Alden’s life centered around Water Street. He lived in the Olympic Apartments (now Eisenbeis Condominiums), which he managed in exchange for a break in rent; the Town Tavern, on the corner of Water and Quincy streets, provided a social life and friends; the Salal Café provided meals and work washing dishes.
The walls of the Town Tavern, Salal Café and Waterfront Pizza served as Alden’s galleries, and his surroundings provided his subject matter. It was not uncommon for tavern customers to see Alden walk in with a painting under his arm, the paint barely dried, and hang it on the wall, according to the release.
Library Manager Keith Darrock hatched the idea of exhibiting Alden’s work.
“People who are like Jim, who are living out of their vehicles, who are living on the fringes and creating an interesting culture through their art, made the culture of what Port Townsend is, and was and still is today,” Darrock said.
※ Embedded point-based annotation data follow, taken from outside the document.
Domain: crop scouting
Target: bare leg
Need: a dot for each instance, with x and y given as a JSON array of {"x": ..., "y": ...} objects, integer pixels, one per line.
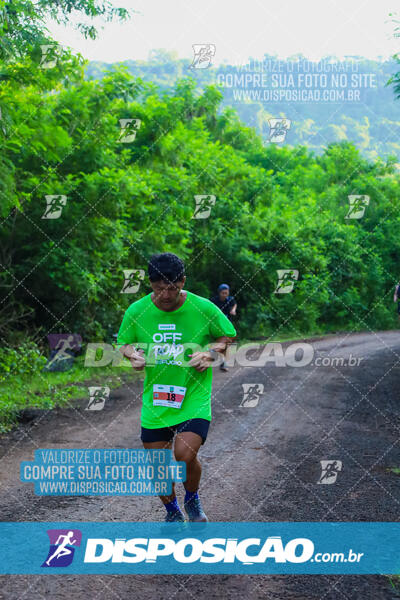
[
  {"x": 187, "y": 445},
  {"x": 158, "y": 446}
]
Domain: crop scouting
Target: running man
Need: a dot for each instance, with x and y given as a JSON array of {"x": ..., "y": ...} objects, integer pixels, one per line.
[
  {"x": 175, "y": 326},
  {"x": 62, "y": 549},
  {"x": 396, "y": 297},
  {"x": 228, "y": 305}
]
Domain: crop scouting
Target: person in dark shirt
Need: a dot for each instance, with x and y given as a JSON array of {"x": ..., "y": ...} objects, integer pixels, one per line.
[
  {"x": 227, "y": 304},
  {"x": 396, "y": 297}
]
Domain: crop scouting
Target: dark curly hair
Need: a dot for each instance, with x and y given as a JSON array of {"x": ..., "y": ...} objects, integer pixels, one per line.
[{"x": 166, "y": 267}]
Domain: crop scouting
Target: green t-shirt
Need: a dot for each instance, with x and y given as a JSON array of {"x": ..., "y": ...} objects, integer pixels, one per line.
[{"x": 174, "y": 392}]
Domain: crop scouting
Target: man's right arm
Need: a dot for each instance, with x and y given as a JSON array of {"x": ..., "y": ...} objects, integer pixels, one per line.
[{"x": 135, "y": 356}]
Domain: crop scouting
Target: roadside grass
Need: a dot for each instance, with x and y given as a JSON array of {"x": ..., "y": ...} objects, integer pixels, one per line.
[
  {"x": 29, "y": 387},
  {"x": 46, "y": 390}
]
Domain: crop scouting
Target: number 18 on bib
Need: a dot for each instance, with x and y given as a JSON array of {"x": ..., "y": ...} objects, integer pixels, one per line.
[{"x": 168, "y": 395}]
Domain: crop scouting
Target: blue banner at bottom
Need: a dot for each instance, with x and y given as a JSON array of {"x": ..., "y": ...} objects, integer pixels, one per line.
[{"x": 190, "y": 548}]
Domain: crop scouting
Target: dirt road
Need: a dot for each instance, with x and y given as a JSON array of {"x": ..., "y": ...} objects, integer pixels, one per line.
[{"x": 260, "y": 463}]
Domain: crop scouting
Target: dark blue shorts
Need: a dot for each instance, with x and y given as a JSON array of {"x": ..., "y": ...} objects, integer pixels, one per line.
[{"x": 166, "y": 434}]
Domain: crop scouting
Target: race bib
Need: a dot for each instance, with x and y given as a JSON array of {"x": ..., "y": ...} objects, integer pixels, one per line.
[{"x": 168, "y": 395}]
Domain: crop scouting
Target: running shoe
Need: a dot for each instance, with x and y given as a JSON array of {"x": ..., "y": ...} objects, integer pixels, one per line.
[{"x": 175, "y": 517}]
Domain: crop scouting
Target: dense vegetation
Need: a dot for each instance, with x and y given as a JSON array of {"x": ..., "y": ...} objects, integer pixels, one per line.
[
  {"x": 277, "y": 207},
  {"x": 372, "y": 122}
]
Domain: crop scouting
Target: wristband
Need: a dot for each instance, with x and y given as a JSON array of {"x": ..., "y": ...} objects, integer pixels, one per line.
[{"x": 214, "y": 355}]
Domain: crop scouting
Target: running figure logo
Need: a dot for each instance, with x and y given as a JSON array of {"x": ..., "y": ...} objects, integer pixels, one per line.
[
  {"x": 286, "y": 280},
  {"x": 204, "y": 203},
  {"x": 62, "y": 547},
  {"x": 129, "y": 127},
  {"x": 330, "y": 470},
  {"x": 133, "y": 277},
  {"x": 251, "y": 394},
  {"x": 203, "y": 54},
  {"x": 358, "y": 204},
  {"x": 278, "y": 129},
  {"x": 54, "y": 206}
]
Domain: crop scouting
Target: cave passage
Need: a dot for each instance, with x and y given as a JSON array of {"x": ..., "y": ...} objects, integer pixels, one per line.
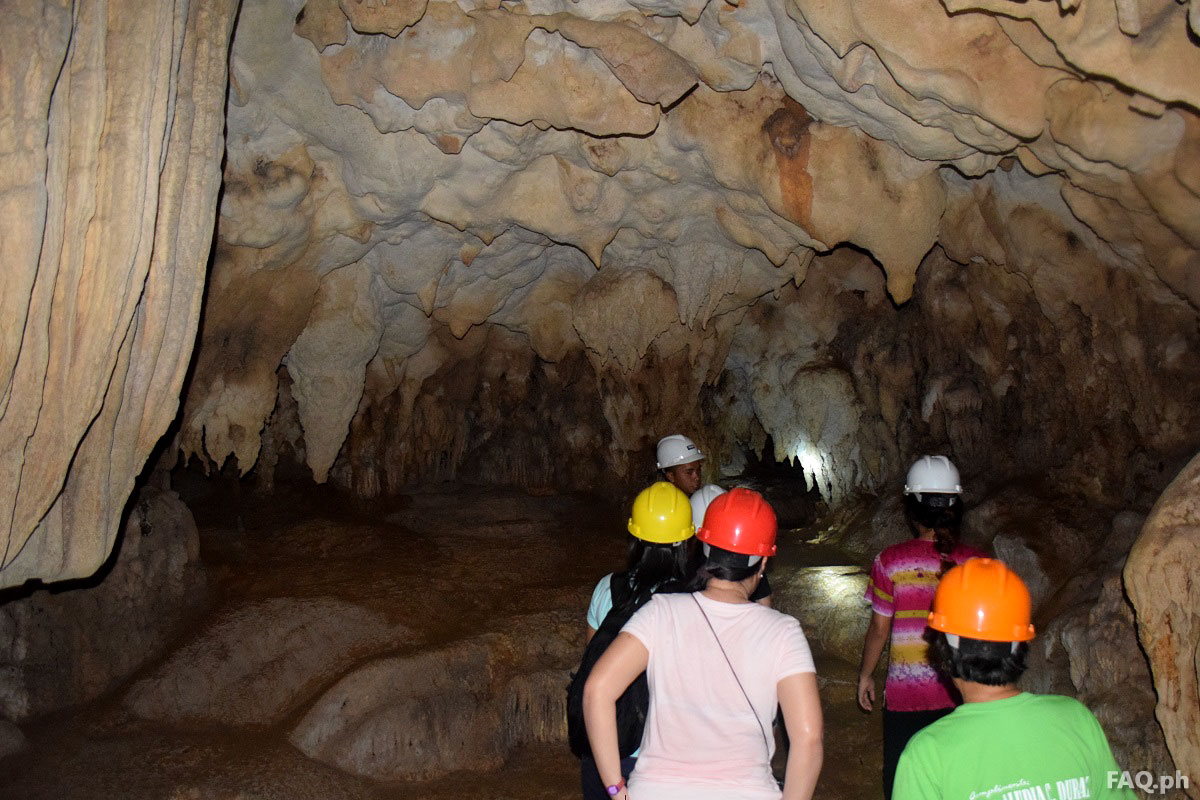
[
  {"x": 469, "y": 605},
  {"x": 336, "y": 337}
]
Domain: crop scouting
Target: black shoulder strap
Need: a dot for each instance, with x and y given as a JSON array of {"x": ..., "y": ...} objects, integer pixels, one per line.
[{"x": 735, "y": 673}]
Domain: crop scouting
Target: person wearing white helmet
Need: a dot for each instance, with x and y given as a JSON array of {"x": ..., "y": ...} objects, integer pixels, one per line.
[
  {"x": 678, "y": 457},
  {"x": 700, "y": 501},
  {"x": 901, "y": 587}
]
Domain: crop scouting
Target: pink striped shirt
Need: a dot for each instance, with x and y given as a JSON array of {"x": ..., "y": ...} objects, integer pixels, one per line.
[{"x": 901, "y": 587}]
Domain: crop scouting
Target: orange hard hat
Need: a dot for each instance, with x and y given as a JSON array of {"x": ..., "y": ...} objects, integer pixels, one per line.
[
  {"x": 741, "y": 521},
  {"x": 983, "y": 600}
]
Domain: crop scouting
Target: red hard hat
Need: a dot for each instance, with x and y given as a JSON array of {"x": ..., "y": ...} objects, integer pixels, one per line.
[{"x": 741, "y": 521}]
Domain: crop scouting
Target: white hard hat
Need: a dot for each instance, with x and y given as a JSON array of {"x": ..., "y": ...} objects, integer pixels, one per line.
[
  {"x": 933, "y": 475},
  {"x": 700, "y": 501},
  {"x": 677, "y": 450}
]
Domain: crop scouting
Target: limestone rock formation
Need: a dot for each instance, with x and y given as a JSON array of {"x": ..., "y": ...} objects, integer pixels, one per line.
[
  {"x": 459, "y": 707},
  {"x": 828, "y": 601},
  {"x": 454, "y": 221},
  {"x": 112, "y": 143},
  {"x": 61, "y": 648},
  {"x": 1161, "y": 576},
  {"x": 1087, "y": 648},
  {"x": 252, "y": 666}
]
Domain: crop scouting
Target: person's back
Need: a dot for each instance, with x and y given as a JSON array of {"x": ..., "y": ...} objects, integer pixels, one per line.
[
  {"x": 699, "y": 731},
  {"x": 1021, "y": 747},
  {"x": 717, "y": 666},
  {"x": 1001, "y": 744}
]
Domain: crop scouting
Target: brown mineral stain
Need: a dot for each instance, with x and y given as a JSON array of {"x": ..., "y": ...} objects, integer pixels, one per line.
[
  {"x": 787, "y": 130},
  {"x": 449, "y": 144}
]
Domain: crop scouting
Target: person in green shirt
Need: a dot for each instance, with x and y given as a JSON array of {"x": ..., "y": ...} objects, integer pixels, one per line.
[{"x": 1001, "y": 744}]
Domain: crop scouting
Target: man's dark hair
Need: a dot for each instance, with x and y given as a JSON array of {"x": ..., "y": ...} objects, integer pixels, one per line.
[{"x": 993, "y": 663}]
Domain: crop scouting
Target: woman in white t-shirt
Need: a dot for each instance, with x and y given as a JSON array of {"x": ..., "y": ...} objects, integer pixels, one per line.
[{"x": 718, "y": 666}]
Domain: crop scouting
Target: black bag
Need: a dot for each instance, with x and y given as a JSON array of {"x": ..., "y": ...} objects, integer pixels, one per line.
[{"x": 633, "y": 705}]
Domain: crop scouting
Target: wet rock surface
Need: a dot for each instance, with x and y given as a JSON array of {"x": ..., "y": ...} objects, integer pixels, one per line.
[
  {"x": 70, "y": 644},
  {"x": 1161, "y": 578},
  {"x": 462, "y": 696},
  {"x": 252, "y": 665},
  {"x": 463, "y": 707}
]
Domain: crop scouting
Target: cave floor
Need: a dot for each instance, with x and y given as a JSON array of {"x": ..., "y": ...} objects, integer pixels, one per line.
[{"x": 444, "y": 563}]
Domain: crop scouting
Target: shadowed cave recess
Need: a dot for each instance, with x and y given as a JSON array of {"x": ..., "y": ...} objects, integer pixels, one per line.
[{"x": 337, "y": 336}]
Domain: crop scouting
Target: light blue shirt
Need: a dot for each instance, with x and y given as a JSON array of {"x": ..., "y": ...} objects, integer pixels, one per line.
[
  {"x": 601, "y": 602},
  {"x": 599, "y": 608}
]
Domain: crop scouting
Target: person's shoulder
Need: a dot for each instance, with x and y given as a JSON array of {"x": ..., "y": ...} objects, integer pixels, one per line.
[{"x": 774, "y": 619}]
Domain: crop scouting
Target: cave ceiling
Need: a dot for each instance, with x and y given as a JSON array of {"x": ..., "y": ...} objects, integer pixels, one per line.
[
  {"x": 443, "y": 218},
  {"x": 520, "y": 241}
]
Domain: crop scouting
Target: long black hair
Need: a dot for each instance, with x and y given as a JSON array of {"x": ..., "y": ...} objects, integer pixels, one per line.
[
  {"x": 941, "y": 513},
  {"x": 651, "y": 567},
  {"x": 723, "y": 565}
]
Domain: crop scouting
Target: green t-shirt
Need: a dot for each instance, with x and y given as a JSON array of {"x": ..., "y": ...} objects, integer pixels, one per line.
[{"x": 1023, "y": 747}]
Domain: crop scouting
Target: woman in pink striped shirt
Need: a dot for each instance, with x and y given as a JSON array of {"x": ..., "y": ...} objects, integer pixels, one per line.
[{"x": 901, "y": 593}]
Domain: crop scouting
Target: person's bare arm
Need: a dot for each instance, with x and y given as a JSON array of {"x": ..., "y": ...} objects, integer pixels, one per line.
[
  {"x": 801, "y": 702},
  {"x": 877, "y": 632},
  {"x": 623, "y": 661}
]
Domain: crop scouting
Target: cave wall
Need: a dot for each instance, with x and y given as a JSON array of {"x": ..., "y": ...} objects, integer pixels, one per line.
[
  {"x": 111, "y": 152},
  {"x": 517, "y": 244}
]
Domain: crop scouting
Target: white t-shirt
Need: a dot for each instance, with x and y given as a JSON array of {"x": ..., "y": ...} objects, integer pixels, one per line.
[{"x": 701, "y": 739}]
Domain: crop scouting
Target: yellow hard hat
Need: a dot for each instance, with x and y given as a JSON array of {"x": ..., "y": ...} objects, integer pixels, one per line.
[{"x": 661, "y": 515}]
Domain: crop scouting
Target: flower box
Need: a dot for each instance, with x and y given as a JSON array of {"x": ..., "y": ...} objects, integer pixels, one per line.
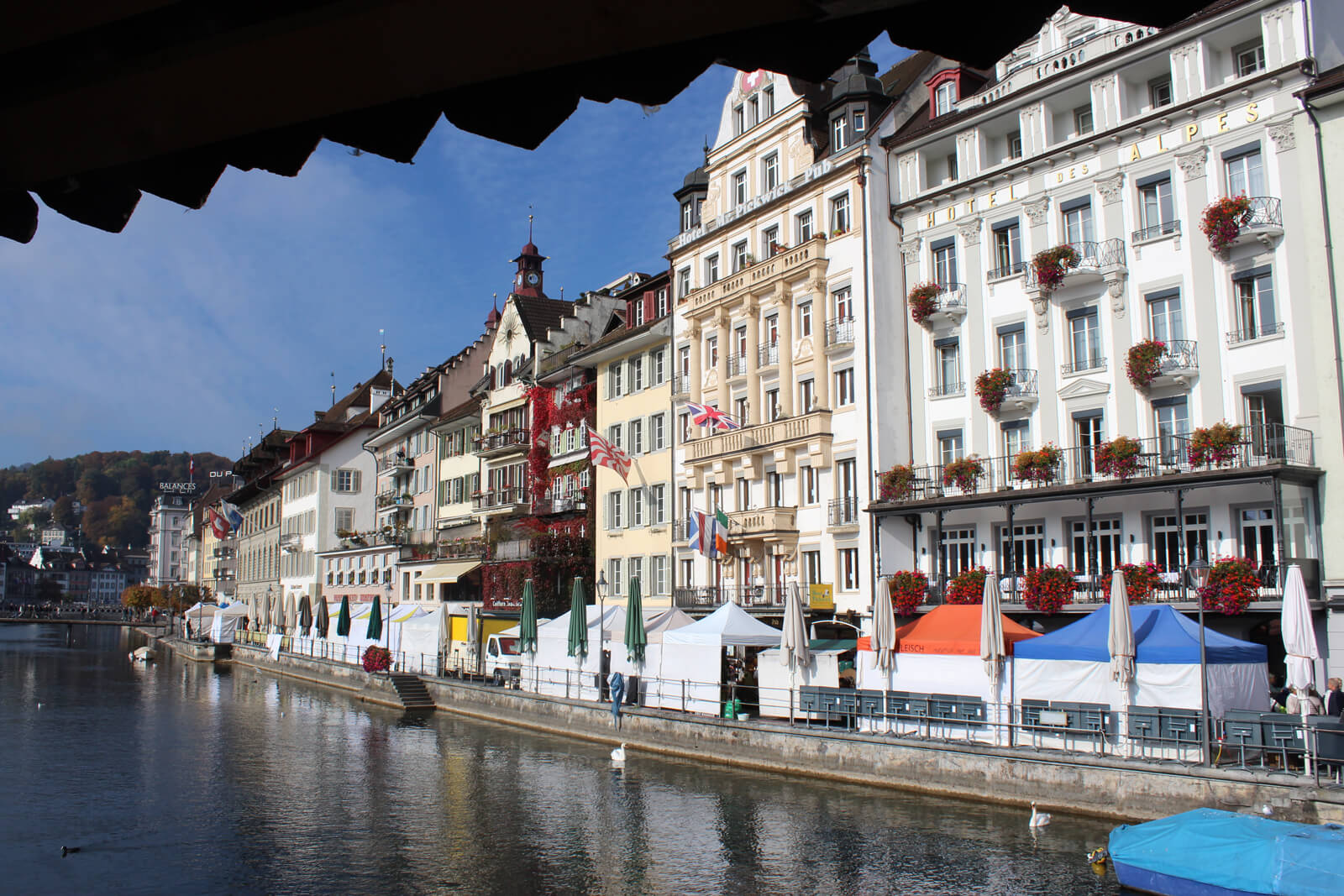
[
  {"x": 1047, "y": 589},
  {"x": 1146, "y": 363},
  {"x": 1120, "y": 458},
  {"x": 1214, "y": 445},
  {"x": 1223, "y": 221},
  {"x": 897, "y": 484},
  {"x": 909, "y": 589},
  {"x": 991, "y": 389},
  {"x": 1041, "y": 465},
  {"x": 1231, "y": 586},
  {"x": 1052, "y": 265},
  {"x": 968, "y": 587},
  {"x": 964, "y": 473},
  {"x": 924, "y": 301}
]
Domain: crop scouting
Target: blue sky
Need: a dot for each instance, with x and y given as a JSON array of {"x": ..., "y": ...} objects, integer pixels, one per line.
[{"x": 188, "y": 328}]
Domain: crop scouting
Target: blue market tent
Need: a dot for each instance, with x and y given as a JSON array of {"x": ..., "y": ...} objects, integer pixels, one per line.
[{"x": 1073, "y": 664}]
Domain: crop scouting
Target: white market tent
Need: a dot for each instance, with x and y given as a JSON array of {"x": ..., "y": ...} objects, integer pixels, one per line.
[
  {"x": 226, "y": 622},
  {"x": 1073, "y": 664},
  {"x": 692, "y": 658}
]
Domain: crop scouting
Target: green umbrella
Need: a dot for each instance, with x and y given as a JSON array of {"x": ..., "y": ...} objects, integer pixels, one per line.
[
  {"x": 528, "y": 625},
  {"x": 343, "y": 620},
  {"x": 375, "y": 621},
  {"x": 578, "y": 621},
  {"x": 636, "y": 638}
]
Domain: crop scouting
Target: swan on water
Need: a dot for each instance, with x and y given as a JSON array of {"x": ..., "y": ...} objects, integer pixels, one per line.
[{"x": 1038, "y": 819}]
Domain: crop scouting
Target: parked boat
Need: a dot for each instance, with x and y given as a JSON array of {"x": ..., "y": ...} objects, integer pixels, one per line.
[{"x": 1209, "y": 852}]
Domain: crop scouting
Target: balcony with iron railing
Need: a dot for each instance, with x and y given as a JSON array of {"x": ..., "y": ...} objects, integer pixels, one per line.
[
  {"x": 501, "y": 443},
  {"x": 1260, "y": 446},
  {"x": 843, "y": 512},
  {"x": 1095, "y": 262},
  {"x": 839, "y": 332}
]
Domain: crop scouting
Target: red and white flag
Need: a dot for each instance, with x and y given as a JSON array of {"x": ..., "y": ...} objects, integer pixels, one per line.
[{"x": 606, "y": 454}]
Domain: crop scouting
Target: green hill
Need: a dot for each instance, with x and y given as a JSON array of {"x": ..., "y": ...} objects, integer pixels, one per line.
[{"x": 116, "y": 490}]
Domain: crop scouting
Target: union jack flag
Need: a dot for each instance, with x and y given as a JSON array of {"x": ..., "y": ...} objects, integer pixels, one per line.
[
  {"x": 606, "y": 454},
  {"x": 711, "y": 417}
]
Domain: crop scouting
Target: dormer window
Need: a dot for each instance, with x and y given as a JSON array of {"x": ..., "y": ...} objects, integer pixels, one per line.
[{"x": 944, "y": 97}]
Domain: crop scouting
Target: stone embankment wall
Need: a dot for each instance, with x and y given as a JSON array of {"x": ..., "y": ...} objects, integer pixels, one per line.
[{"x": 1102, "y": 786}]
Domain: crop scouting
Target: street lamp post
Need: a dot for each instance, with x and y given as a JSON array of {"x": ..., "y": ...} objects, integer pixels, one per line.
[{"x": 1198, "y": 574}]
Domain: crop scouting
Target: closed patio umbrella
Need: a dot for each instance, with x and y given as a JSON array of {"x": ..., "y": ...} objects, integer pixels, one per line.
[
  {"x": 343, "y": 618},
  {"x": 884, "y": 633},
  {"x": 528, "y": 624},
  {"x": 1121, "y": 638},
  {"x": 793, "y": 644},
  {"x": 992, "y": 631},
  {"x": 578, "y": 621},
  {"x": 375, "y": 621},
  {"x": 636, "y": 638}
]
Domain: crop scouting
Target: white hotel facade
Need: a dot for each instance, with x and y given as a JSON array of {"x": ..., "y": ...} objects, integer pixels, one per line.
[{"x": 1113, "y": 139}]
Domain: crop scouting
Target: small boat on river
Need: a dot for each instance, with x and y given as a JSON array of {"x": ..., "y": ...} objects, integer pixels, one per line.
[{"x": 1209, "y": 852}]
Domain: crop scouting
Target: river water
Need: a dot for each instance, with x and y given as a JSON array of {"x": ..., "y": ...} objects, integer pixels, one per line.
[{"x": 183, "y": 778}]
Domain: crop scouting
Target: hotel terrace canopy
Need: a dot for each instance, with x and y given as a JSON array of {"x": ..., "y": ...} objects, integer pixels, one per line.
[{"x": 105, "y": 101}]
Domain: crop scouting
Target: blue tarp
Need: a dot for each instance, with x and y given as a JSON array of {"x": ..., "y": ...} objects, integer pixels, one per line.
[
  {"x": 1162, "y": 634},
  {"x": 1238, "y": 853}
]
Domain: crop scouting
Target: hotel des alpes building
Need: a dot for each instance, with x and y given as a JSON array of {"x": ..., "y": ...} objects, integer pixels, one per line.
[{"x": 1101, "y": 144}]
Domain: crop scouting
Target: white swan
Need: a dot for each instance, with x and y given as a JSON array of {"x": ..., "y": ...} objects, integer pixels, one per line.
[{"x": 1038, "y": 819}]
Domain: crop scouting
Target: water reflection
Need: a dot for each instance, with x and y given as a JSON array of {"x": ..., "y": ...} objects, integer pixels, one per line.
[{"x": 244, "y": 783}]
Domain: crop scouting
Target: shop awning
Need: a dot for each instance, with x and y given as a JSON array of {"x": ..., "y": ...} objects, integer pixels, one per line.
[{"x": 448, "y": 573}]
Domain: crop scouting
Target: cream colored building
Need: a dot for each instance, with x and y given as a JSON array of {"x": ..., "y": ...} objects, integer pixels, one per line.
[{"x": 633, "y": 365}]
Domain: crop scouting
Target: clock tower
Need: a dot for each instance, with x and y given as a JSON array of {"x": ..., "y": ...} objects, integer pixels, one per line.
[{"x": 528, "y": 281}]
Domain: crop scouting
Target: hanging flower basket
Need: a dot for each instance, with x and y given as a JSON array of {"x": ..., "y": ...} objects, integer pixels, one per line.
[
  {"x": 1050, "y": 265},
  {"x": 897, "y": 484},
  {"x": 1120, "y": 458},
  {"x": 1214, "y": 445},
  {"x": 1142, "y": 579},
  {"x": 1047, "y": 589},
  {"x": 907, "y": 591},
  {"x": 1146, "y": 363},
  {"x": 991, "y": 389},
  {"x": 968, "y": 587},
  {"x": 1041, "y": 465},
  {"x": 964, "y": 473},
  {"x": 1231, "y": 586},
  {"x": 924, "y": 301},
  {"x": 1223, "y": 221},
  {"x": 378, "y": 660}
]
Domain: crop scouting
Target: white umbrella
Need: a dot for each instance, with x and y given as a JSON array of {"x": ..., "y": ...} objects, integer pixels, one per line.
[
  {"x": 992, "y": 631},
  {"x": 1299, "y": 631},
  {"x": 793, "y": 645},
  {"x": 1121, "y": 638},
  {"x": 884, "y": 633}
]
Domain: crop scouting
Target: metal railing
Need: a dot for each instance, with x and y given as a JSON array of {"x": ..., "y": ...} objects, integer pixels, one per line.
[
  {"x": 1155, "y": 231},
  {"x": 843, "y": 511},
  {"x": 1253, "y": 331},
  {"x": 840, "y": 331},
  {"x": 1095, "y": 363},
  {"x": 1261, "y": 443}
]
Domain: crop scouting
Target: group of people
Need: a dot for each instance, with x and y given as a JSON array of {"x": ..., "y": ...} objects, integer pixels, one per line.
[{"x": 1307, "y": 700}]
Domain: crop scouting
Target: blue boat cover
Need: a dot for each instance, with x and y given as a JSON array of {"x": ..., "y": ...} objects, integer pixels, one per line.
[
  {"x": 1240, "y": 853},
  {"x": 1162, "y": 634}
]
Darrock enlisted the expertise of co-curators Polly Lyle and Jenny Westdal to bring the exhibit to fruition, including considering hundreds of paintings.
“It was hard to choose,” Westdal said. “There are so many beautiful pieces that people are willing to loan.”
A precedent for this generosity formed months after Alden’s death.
In April 2005, Westdal and Pat Fitzgerald, co-owners of the Salal Café at the time, organized a townwide art exhibit of Alden’s work.
The pool of paintings created exhibits in 11 businesses and five window displays.
“Alden’s paintings were plentiful and affordable,” according to the press release. “He was always willing to accept payments or trade for paintings. Lottery tickets were one of his favorite items for barter, but a pie would work, too. Alden painted miniature paintings that he would trade with bartenders for drinks.”
The self-portrait of Alden that appears in the Art in the Library exhibit was obtained by D.J. Hamilton in exchange for paying Alden’s bar tab at the Town Tavern. The painting, “Polk Street Cherry Tree,” loaned by Gale Wallis, covered Alden’s rent for one month.
“I feel that we’re at a crucial point where we can still preserve the interesting history and artistic output of an era of cultural richness, the ’70s and ’80s, on the Quimper Peninsula,” Westdal said.
“We’re standing on the edge of where it will all fall through the cracks if it’s not recorded in some way. Jim and his work were a large part of that time, and I think this exhibit will help save both his art and the memories of him.”
“It’s important because it’s our history,” Darrock said. “It’s iconic history to Port Townsend, those artists who lived on the fringes.”